Thursday, August 12, 2010

Acquiring Awkward Absurdisim

I'm not quite sure what absurdist fiction is. Remember Fascism? It's like that.
"Absurdist fiction is a genre of literature, most often employed in novels, plays or poems, that focuses on the experiences of characters in situations where they ultimately cannot find, or where actions and events do not seem to be guided by, any higher purpose. Common elements in absurdist fiction include humour, satire, incongruity, the abasement of reason, and controversy regarding the philosophical condition of being "nothing."[1]. Works of absurdist fiction often explore agnostic or nihilistic concepts.
"While a great deal of absurdist fiction may be humourous or irrational in nature, the hallmark of the genre is neither comedy nor nonsense, but rather, the study of human behavior under circumstances (whether realistic or fantastical) that appear to be meaningless. Absurdist fiction posits little judgment about characters or their actions; that task is left to the reader. Also, the "moral" of the story is generally not explicit, and the themes or characters' realizations—if any —are often ambiguous in nature.
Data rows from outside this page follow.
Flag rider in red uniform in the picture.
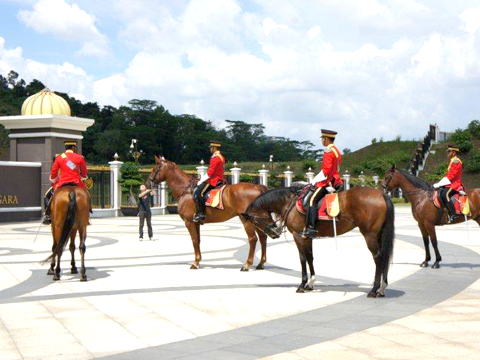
[43,140,87,225]
[302,129,343,238]
[433,145,465,223]
[193,141,227,223]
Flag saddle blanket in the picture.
[433,190,470,215]
[205,185,227,210]
[296,186,340,221]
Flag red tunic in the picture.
[315,144,343,188]
[207,151,226,186]
[445,156,464,191]
[50,150,87,189]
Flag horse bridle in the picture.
[148,162,163,189]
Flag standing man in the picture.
[193,141,227,223]
[303,129,343,238]
[138,185,154,241]
[433,145,466,224]
[43,140,92,225]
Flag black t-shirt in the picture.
[138,193,152,213]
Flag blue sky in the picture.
[0,0,480,149]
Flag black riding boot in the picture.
[446,196,460,224]
[303,205,318,238]
[42,190,53,225]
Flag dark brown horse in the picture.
[382,165,480,269]
[147,156,267,271]
[243,186,395,297]
[44,186,90,281]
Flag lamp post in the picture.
[130,139,143,164]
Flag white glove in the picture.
[433,177,451,189]
[312,170,327,185]
[197,173,210,186]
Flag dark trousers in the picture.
[307,187,328,229]
[138,211,153,238]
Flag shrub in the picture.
[118,161,143,206]
[465,149,480,173]
[450,129,473,152]
[468,120,480,139]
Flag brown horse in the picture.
[43,185,90,281]
[382,165,480,269]
[147,155,267,271]
[242,186,395,297]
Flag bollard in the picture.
[283,166,293,187]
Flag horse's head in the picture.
[146,155,169,189]
[382,164,398,192]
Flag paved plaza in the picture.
[0,207,480,360]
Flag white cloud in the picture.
[18,0,109,57]
[0,37,93,100]
[4,0,480,148]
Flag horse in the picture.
[382,165,480,269]
[242,185,395,297]
[43,184,90,281]
[146,155,268,271]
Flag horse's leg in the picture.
[363,233,382,297]
[47,240,57,275]
[257,231,267,270]
[185,220,202,269]
[70,228,78,274]
[78,228,88,281]
[427,224,442,269]
[418,224,431,267]
[293,234,311,293]
[305,238,316,290]
[240,220,258,271]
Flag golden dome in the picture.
[22,88,71,116]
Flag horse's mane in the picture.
[397,169,432,190]
[247,185,303,213]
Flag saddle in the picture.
[433,190,470,215]
[296,185,340,221]
[204,184,227,210]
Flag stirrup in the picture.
[193,213,207,223]
[300,227,317,238]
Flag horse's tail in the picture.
[380,195,395,284]
[43,190,77,263]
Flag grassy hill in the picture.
[175,141,417,180]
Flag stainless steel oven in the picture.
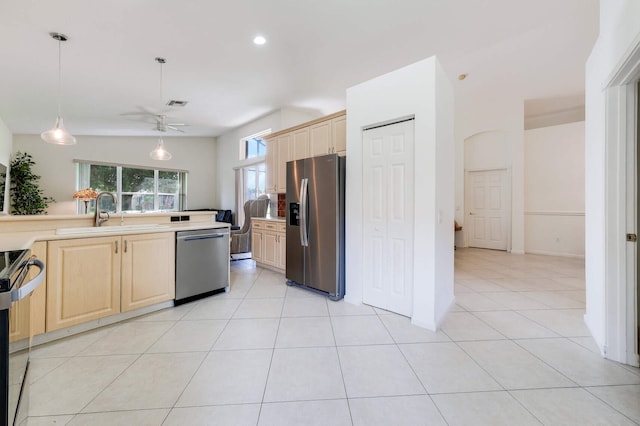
[0,250,44,425]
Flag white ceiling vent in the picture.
[167,99,189,107]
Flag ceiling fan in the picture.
[154,114,186,133]
[120,57,188,133]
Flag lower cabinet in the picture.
[120,233,176,312]
[46,233,175,332]
[251,218,287,272]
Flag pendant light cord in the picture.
[160,62,163,105]
[58,39,62,117]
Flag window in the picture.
[240,129,271,160]
[78,162,187,213]
[243,163,267,200]
[244,138,267,158]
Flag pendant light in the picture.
[149,138,173,161]
[149,58,173,161]
[40,33,76,145]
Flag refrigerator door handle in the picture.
[300,178,309,247]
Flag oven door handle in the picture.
[11,258,45,302]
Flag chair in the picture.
[231,195,269,259]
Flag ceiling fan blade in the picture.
[167,124,184,133]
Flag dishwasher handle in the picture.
[177,234,228,241]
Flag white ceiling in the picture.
[0,0,598,136]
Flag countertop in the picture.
[0,222,230,251]
[251,216,287,222]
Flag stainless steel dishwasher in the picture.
[176,228,230,304]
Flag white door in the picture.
[465,169,508,250]
[362,120,414,316]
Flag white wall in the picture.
[0,119,13,212]
[345,57,454,330]
[525,121,585,257]
[216,109,321,212]
[585,0,640,359]
[13,135,216,214]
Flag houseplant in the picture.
[9,152,55,215]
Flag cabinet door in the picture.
[8,290,30,342]
[262,231,278,266]
[331,115,347,155]
[276,133,291,193]
[120,232,176,312]
[276,233,287,271]
[46,236,122,331]
[265,138,278,194]
[29,241,47,336]
[292,127,309,161]
[309,120,331,157]
[251,229,262,262]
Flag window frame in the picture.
[238,129,271,162]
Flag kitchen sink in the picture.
[56,223,169,235]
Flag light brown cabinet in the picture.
[276,133,292,193]
[46,232,175,332]
[309,120,331,157]
[265,138,278,194]
[266,111,347,194]
[120,232,176,312]
[331,115,347,156]
[251,218,287,272]
[46,236,122,331]
[289,127,309,161]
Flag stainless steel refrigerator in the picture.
[286,154,345,300]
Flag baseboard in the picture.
[523,250,584,259]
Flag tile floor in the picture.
[29,249,640,426]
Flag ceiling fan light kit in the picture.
[149,138,173,161]
[40,33,76,145]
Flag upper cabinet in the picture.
[289,127,309,161]
[278,133,293,193]
[331,115,347,156]
[266,111,347,194]
[309,120,331,157]
[266,138,278,194]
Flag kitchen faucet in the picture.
[94,192,117,226]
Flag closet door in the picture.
[363,120,414,316]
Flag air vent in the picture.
[167,99,189,107]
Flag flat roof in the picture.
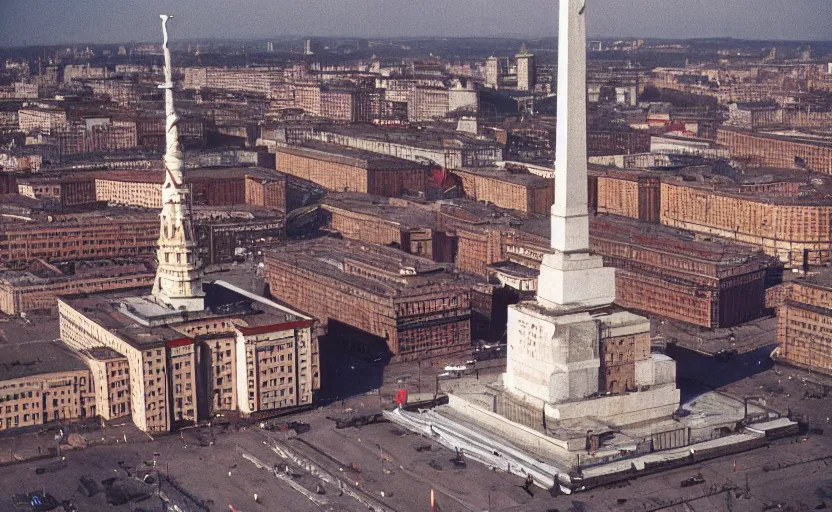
[453,166,555,189]
[0,341,87,380]
[61,281,308,350]
[275,142,426,171]
[590,215,772,268]
[321,192,436,229]
[315,124,501,150]
[589,165,832,206]
[269,237,478,298]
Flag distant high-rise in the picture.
[485,57,500,89]
[303,39,321,55]
[514,44,537,91]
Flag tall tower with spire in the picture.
[153,14,205,311]
[503,0,679,424]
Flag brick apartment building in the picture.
[0,210,159,268]
[766,271,832,375]
[58,282,320,432]
[717,128,832,174]
[316,194,782,328]
[589,168,832,266]
[0,260,155,316]
[453,167,555,215]
[275,144,430,197]
[0,342,98,432]
[265,238,472,361]
[321,193,442,263]
[308,125,503,169]
[17,107,67,135]
[590,216,778,329]
[245,173,287,212]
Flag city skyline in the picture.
[0,0,832,47]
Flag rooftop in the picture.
[316,124,497,150]
[0,341,87,380]
[275,142,421,171]
[61,281,309,350]
[322,192,436,229]
[589,165,832,206]
[269,238,477,298]
[454,166,554,188]
[590,215,771,268]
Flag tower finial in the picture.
[153,14,205,311]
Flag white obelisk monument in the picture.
[503,0,679,422]
[153,14,205,311]
[538,0,615,307]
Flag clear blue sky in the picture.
[0,0,832,46]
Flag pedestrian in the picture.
[523,473,534,492]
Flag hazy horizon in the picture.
[0,0,832,47]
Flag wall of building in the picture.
[717,128,832,174]
[245,175,287,213]
[454,170,555,215]
[277,151,427,197]
[0,216,159,265]
[0,370,96,431]
[661,183,832,265]
[58,299,148,431]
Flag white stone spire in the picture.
[153,14,205,311]
[538,0,615,307]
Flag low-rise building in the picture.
[0,342,97,431]
[275,143,430,197]
[453,165,555,215]
[59,281,320,432]
[0,260,155,316]
[766,271,832,375]
[265,238,473,360]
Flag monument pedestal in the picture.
[503,296,680,426]
[537,250,615,310]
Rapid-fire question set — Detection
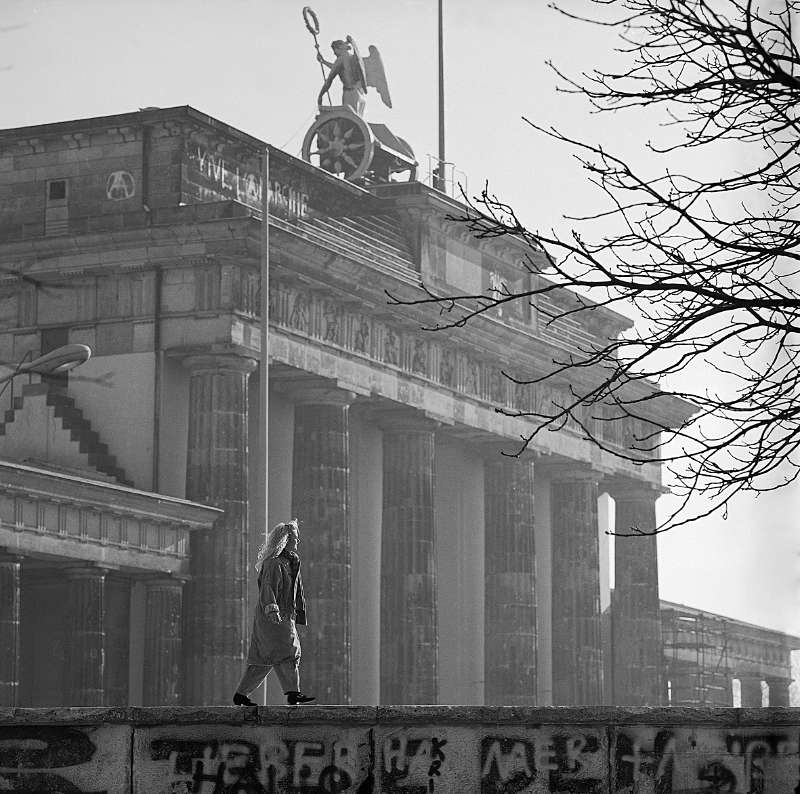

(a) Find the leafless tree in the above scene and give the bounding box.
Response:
[390,0,800,531]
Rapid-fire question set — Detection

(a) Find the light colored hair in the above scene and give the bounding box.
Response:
[255,518,298,570]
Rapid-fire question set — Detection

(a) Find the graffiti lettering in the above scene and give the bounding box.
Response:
[188,146,309,218]
[150,739,358,794]
[106,171,136,201]
[382,733,447,794]
[0,726,106,794]
[481,736,536,792]
[481,733,603,794]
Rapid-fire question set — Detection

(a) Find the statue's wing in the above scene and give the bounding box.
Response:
[362,44,392,107]
[347,35,369,94]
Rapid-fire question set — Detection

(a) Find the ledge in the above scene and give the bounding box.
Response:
[0,705,800,728]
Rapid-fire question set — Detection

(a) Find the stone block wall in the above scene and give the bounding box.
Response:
[0,706,800,794]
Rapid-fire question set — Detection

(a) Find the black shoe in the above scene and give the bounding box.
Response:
[285,692,316,706]
[233,692,258,706]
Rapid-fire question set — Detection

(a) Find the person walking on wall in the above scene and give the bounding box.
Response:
[233,518,315,706]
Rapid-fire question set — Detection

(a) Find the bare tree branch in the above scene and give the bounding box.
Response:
[389,0,800,534]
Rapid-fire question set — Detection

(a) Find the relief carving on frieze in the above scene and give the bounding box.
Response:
[270,279,646,452]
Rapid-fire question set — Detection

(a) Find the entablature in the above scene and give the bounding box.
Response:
[0,461,223,574]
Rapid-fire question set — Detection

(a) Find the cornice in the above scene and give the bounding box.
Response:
[0,460,223,530]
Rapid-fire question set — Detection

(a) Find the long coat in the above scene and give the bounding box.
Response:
[247,555,306,665]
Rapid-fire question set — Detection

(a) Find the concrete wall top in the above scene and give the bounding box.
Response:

Additionally, unlike many other forms of fiction, absurdist works will not necessarily have a traditional plot structure (i.e., rising action, climax, falling action, etc.).
"The absurdist genre grew out of the modernist literature of the late 19th and early 20th century in direct opposition to the Victorian literature which was prominent just prior to this period. It was largely influenced by the existentialist and nihilist movements in philosophy and the Dada and surrealist movements in art. Due to its non-conformist nature, many readers struggle with literary absurdism when they are first exposed to it. Indeed, it would be accurate to describe absurdism and absurdist fiction as an "acquired taste". Conversely, this genre is a favorite among scholars because it lends itself so well to interpretation, discussion, and debate."
Did I tell you how much I love it when I can fit an entire wikipedia article into a blog post? Does this mean that absurdist fiction is whatever you want it to be, as long as it makes very little sense? That seems like someone has just demolished the box I was trying to fit myself into. Absurdism seems to be like all other fiction, just another way for us to try and make sense of being human. I actually came to a ginormous revelation about this while ago, while I was trying to fall asleep with much futility (I cannot sleep while counseling. At all.), but I feel as though that is like a random discussion of sexuality: it might be better left unsaid.
In other news, my foot feels like it is going to fall off. Maybe not my whole foot. Maybe just part. Also, I learned to drive a stick shift today. Learned, in the sense that it's still pretty rough to start the car.
Aaaannnnnnnd, I finally saw A SINGLE MAN. This is crazy exciting. The movie wasn't wasn't what I expected...but holy cow, the main character's house is gorgeous.
Isn't that what everyone gets out of the movies they watch?

2 Fab Fans:

Bianka Rose said...

I'm not sure which is cooler: fitting an entire Wikipedia article into a single blog post or....well, yeah that's pretty much it.

Samantha said...

Thank you for understanding just how awesome this makes me.